Lieber Xing-Chef Dr. Stefan Groß-Selbeck,

"Xing ist doch eigentlich nur ein aufgemotztes Adressbuch", sagte in der vergangenen Woche ein Bekannter beim Essen. Er hat Recht, aber wieso "nur"? So ein Adressbuch ist schließlich ganz schön nützlich. Zum Beispiel wenn man mal gerade nicht die Telefonnummer oder die E-Mail-Adresse desjenigen zur Hand hat, mit dem man unbedingt und sehr dringend zu tun haben will. Natürlich sagen Sie, der frisch gebackene Vorstandschef der Xing AG, dass man dem Leistungsumfang von Xing nicht annähernd gerecht wird, wenn man es als Adressbuch bezeichnet. Und auch Sie haben Recht. Ich zum Beispiel finde es wirklich klasse, wenn ich erfahre, dass mein alter Bekannter von früher, mit dem ich schon seit 100 Jahren nichts mehr zu tun habe, neuerdings einen mir völlig fremden Menschen zu seinen direkten Kontakten zählt.

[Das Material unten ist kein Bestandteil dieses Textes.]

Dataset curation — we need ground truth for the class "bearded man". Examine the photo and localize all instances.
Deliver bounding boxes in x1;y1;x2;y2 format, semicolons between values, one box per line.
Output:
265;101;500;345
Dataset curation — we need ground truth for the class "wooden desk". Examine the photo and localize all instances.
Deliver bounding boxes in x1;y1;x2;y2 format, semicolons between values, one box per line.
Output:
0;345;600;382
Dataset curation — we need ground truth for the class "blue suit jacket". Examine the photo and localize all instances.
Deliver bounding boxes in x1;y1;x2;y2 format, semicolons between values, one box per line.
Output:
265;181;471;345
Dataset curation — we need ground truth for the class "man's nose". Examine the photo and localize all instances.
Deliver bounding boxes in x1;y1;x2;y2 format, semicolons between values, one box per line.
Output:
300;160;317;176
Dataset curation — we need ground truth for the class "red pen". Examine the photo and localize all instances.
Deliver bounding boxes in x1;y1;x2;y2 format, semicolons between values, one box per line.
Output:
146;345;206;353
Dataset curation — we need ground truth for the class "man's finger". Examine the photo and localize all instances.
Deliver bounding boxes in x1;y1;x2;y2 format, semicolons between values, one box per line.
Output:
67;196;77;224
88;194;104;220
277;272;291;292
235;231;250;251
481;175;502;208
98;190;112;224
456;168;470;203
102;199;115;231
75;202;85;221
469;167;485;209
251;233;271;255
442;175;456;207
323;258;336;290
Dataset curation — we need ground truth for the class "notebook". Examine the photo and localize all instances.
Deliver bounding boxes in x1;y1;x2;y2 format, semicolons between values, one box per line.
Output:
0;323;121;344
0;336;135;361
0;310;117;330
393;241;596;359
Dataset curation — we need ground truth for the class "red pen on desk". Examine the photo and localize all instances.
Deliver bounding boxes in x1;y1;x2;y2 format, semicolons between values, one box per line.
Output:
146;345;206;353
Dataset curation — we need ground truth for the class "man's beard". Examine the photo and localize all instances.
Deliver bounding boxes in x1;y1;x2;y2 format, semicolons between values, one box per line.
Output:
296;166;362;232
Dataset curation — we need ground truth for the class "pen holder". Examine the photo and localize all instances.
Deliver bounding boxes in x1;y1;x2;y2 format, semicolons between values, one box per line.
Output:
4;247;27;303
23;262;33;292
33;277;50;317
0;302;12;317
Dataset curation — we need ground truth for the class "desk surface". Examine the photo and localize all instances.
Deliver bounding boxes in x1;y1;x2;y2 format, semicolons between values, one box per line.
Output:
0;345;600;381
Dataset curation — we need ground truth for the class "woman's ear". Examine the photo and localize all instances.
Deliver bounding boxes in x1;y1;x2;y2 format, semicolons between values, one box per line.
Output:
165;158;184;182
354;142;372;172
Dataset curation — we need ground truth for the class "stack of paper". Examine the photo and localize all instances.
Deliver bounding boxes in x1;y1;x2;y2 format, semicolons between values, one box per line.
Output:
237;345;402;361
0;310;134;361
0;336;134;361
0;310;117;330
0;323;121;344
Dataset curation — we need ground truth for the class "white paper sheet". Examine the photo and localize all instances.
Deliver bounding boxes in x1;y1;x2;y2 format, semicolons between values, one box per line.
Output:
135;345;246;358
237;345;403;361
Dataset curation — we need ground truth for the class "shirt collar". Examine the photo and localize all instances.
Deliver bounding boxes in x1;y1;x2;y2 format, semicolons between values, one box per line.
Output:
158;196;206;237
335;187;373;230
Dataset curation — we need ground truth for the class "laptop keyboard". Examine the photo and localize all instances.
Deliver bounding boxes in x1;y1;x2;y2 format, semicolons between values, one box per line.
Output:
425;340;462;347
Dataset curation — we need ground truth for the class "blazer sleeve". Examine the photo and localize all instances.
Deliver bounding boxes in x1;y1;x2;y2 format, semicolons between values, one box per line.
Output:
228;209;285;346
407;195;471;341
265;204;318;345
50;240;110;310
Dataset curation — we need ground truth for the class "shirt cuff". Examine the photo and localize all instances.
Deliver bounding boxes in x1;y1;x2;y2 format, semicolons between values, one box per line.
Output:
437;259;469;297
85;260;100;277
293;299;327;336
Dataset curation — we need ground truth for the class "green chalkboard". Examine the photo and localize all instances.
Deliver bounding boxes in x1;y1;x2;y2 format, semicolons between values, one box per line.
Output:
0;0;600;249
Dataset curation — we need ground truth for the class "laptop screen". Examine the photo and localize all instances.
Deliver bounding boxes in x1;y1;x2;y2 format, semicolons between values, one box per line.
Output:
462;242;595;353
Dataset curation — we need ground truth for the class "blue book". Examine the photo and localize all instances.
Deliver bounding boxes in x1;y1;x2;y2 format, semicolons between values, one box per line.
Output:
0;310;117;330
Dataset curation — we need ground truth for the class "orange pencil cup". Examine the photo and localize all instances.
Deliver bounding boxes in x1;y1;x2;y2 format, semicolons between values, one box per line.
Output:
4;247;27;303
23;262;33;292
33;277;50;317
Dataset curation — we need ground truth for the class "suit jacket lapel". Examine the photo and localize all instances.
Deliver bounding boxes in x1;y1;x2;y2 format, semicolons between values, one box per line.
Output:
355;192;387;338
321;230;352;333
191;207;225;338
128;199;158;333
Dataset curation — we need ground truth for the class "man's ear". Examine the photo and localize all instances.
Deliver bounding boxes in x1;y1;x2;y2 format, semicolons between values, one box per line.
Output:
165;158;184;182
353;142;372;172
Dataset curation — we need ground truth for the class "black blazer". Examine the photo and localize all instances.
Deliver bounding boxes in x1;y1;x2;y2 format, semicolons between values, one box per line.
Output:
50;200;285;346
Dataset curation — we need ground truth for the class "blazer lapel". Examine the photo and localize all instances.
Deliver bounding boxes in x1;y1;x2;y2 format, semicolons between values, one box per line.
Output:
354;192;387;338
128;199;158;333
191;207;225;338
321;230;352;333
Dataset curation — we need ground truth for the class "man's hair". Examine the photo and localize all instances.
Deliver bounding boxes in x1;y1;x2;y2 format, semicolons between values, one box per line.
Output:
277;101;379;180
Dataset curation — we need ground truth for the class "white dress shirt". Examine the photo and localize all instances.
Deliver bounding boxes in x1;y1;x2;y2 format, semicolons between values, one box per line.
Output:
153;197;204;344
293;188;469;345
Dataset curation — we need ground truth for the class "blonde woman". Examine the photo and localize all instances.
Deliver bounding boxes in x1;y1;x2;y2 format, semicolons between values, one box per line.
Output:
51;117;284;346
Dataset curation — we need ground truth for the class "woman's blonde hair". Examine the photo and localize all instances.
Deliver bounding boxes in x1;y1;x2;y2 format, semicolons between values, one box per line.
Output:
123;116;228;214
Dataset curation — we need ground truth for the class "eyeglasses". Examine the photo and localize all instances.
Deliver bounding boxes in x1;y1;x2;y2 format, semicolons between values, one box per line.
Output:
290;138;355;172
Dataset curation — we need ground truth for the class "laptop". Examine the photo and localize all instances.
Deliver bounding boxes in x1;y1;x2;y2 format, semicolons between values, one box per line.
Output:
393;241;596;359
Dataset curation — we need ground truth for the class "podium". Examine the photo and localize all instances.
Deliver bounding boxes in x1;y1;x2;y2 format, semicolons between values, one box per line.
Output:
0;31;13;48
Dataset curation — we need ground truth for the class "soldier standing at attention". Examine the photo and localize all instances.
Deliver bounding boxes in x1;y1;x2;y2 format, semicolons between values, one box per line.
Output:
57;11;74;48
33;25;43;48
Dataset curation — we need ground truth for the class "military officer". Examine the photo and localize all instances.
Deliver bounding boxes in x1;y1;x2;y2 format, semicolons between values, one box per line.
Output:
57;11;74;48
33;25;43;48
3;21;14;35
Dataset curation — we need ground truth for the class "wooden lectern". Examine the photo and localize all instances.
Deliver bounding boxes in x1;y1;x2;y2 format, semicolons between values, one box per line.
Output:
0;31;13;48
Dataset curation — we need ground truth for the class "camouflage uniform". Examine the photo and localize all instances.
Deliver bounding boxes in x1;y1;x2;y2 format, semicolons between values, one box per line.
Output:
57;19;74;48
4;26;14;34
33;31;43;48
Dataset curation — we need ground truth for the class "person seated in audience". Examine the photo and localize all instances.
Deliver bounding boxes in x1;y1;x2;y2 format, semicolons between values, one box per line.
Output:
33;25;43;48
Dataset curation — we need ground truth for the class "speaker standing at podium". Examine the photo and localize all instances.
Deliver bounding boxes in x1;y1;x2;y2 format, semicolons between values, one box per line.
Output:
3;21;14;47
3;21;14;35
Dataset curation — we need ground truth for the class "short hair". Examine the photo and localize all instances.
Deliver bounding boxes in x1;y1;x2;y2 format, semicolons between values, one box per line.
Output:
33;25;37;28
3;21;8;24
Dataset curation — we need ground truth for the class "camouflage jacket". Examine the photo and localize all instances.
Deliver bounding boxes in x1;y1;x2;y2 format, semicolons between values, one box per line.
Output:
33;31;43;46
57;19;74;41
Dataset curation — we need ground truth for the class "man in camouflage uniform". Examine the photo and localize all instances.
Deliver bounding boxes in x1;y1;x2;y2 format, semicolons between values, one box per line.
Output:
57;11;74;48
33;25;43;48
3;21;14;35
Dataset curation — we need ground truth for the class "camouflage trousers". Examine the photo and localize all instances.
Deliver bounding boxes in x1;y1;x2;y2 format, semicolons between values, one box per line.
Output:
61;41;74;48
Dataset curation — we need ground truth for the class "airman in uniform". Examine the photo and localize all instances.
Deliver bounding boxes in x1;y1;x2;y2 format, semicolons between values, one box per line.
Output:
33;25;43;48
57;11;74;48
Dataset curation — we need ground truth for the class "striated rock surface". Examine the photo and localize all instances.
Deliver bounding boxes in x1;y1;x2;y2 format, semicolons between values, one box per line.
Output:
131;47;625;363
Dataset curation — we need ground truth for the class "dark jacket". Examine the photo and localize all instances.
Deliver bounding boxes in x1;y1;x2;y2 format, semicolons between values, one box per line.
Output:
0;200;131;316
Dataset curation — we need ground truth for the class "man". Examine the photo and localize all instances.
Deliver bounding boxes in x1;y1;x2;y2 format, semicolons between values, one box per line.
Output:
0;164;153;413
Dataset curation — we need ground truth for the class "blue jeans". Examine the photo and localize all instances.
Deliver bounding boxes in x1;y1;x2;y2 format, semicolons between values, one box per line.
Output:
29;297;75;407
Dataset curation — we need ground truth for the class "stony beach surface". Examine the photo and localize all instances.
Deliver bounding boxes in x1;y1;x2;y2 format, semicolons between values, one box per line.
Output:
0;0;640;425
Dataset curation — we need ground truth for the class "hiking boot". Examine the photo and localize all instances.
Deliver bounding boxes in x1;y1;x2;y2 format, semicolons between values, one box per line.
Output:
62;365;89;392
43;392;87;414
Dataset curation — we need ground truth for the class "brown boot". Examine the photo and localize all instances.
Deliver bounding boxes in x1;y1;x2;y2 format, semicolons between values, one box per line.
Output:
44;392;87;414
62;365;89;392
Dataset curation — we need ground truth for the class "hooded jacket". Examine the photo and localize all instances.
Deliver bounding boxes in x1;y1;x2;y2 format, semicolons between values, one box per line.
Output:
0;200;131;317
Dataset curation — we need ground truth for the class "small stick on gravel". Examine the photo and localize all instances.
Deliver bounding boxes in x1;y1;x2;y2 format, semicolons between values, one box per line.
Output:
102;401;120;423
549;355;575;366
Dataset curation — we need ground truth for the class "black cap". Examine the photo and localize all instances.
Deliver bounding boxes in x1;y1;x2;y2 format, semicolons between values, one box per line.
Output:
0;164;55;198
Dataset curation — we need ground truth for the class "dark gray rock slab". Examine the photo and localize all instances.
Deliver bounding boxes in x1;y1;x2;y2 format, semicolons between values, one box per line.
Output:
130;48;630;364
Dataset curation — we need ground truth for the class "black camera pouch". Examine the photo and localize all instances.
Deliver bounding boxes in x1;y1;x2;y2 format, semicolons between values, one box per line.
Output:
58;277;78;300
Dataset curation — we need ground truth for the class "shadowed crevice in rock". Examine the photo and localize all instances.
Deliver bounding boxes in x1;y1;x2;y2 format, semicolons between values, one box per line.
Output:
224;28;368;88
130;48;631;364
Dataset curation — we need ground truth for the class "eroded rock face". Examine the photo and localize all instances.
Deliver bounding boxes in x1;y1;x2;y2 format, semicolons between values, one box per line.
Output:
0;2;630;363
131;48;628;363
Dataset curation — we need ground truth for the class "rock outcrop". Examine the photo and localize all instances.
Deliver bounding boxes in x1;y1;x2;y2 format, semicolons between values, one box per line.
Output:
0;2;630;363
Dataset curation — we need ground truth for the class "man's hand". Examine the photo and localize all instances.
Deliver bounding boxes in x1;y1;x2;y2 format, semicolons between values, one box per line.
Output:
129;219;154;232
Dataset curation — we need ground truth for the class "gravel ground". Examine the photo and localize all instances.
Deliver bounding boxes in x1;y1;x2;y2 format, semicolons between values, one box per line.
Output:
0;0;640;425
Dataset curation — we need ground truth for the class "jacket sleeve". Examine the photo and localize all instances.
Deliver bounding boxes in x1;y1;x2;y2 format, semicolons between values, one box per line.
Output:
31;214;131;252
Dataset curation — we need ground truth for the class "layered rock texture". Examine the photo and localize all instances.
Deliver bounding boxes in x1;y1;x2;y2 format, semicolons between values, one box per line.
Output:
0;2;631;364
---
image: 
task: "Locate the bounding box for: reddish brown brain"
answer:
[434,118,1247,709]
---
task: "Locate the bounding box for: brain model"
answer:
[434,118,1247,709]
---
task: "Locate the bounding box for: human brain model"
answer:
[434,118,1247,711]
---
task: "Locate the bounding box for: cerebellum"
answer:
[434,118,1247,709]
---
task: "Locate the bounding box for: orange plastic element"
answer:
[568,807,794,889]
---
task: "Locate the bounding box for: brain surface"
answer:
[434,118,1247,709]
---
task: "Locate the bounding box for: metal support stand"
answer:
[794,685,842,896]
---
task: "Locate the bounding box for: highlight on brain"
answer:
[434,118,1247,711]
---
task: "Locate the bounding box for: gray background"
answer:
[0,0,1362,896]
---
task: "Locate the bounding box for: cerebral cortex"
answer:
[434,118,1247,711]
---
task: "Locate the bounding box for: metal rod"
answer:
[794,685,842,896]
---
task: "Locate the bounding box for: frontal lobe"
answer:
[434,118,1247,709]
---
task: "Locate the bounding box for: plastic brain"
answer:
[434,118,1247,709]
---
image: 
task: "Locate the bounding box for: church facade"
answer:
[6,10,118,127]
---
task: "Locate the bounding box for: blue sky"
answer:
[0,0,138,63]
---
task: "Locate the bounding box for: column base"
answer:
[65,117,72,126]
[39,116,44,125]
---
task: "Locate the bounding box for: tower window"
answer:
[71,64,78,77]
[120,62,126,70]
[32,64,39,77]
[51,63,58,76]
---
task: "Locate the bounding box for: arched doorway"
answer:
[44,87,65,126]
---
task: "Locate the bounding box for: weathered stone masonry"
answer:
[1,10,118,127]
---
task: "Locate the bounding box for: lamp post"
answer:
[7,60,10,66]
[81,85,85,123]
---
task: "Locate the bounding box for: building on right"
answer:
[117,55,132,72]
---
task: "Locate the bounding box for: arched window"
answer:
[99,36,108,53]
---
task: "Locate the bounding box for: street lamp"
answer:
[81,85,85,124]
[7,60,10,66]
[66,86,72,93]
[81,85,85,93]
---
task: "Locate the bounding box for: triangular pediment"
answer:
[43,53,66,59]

Oder wenn die Frau, deren Namen ich hier nicht nennen möchte, nicht nur ein neues Foto eingestellt hat, sondern mitteilt, dass sie zum ersten Mal mit ihrem neuen Fahrrad draußen war. Herrlich!

Ich finde Xing klasse. Es ist so unterhaltsam. Meine Frau liest die Bunte, ich geh auf xing.de. Nicht dass es mir geschäftlich schon einen Cent eingebracht hätte oder mir Traumjobs angeboten worden wären. Wer sich mit dieser Erwartungshaltung eine Premium-Mitgliedschaft bei Xing zulegt, der wird enttäuscht werden. Ich fürchte allerdings, dass eines Tages ganz schön viele Menschen morgens aufwachen und sich eingestehen werden, dass sie geträumt haben und ihnen ihre vielen Xing-Kontakte auf ihrer Karriereleiter nicht eine einzige Stufe weiter nach oben verholfen haben. "It´s not a job ladder – it´s an illusion." Zwar verschließe auch ich mich nicht der Erkenntnis, dass persönliche Beziehungen dem beruflichen Aufstieg behilflich sein können, aber über ein Medium wie Xing? Da halte ich es doch eher mit dem Headhunter und Gründer der auf die IT-Branche spezialisierten Personalberatungsfirma Convenio AG, Karl Hecken. Der sagte vor Kurzem – natürlich pro domo, aber trotzdem richtig –: "Karrierechancen entstehen stets im persönlichen Gespräch. Wer glaubt, dass er per E-Mail und Internet nach oben kommt, hat den Personalmarkt nicht verstanden."

Trotzdem gelingt es Ihnen, lieber Herr Dr. Groß-Selbeck, sehr gut, die genannte Illusion zu verkaufen. Mehr als zwei Millionen neue Mitglieder hat Xing im vergangenen Jahr gewinnen können, davon 188.000 Premium-Kunden. Die vor allem sind für die beneidenswerte Steigerung von Umsatz (+80 Prozent) und Gewinn (+86 Prozent) verantwortlich. Tolle Sache!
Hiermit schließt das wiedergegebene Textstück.